I've got a Springfield rifle which is basically the same as the FA91.
I have that same issue with excessive gap in the cocking tube such that the charging handle doesn't properly cam open the bolt.
The problem is the cocking tube is welded to the front site triple tree, so the problem gets worse as the gun gets hot.
I seam to remember that the FAC guns might have it attached differently with glue or something in the receiver, which isn't going to hold up anyway.

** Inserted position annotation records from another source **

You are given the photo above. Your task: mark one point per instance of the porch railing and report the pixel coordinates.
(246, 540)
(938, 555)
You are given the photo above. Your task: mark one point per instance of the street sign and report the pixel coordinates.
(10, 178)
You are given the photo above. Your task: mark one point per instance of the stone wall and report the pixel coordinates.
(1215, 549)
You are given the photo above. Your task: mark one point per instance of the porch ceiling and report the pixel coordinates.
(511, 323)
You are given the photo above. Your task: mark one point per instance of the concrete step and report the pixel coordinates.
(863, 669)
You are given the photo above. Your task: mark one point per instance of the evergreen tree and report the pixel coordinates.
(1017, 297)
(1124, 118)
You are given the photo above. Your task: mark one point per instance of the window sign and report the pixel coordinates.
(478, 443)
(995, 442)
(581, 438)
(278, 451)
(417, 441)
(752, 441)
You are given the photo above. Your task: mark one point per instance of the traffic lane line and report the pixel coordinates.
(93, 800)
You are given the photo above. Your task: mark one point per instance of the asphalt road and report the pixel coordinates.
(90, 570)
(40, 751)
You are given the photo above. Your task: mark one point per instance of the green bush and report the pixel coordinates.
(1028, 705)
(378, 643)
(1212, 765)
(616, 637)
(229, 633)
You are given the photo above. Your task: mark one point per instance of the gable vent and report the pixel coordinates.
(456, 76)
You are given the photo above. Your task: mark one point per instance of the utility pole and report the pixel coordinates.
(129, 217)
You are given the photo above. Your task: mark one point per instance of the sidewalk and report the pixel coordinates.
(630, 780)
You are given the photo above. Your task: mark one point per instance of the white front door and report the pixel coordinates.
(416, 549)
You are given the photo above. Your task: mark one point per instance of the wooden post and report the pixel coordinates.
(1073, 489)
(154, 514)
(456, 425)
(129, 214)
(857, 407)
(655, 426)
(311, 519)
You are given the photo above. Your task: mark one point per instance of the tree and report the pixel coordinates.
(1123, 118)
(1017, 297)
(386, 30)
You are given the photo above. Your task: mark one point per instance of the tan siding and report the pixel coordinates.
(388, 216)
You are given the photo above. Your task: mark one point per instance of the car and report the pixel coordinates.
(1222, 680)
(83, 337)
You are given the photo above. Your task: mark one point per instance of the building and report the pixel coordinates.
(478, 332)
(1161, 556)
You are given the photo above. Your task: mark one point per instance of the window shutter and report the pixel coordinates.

Take the bayo plug or dust cover off the front sight, and look down the center of the hole in the triple tree tree to see if the cocking tube is welded to the inside of the triple tree, or maybe the outside of it. It it isn't attached in any way at the front, its probably glued, epoxied, pinned, whatever (but not welded) into the receiver at the rear of the cocking tube. As so, it probably worked loose over time, or if your heaspace decreased, then the carrier going further forward might have pushed the cocking tube forward. There is no good fix for that. One of the problems with that aluminum receiver design, the tube is meant to be welded to the receiver.
As far as the recoil problem: headspace, recoil spring, buffer. Who knows what the previous smith did, so start from square 1 and check it all.
As others have said, the only way to make the gun right is to move all the parts to a steel receiver. Most of the those guns were built with nice FMP parts that would make a great gun when rebuilt.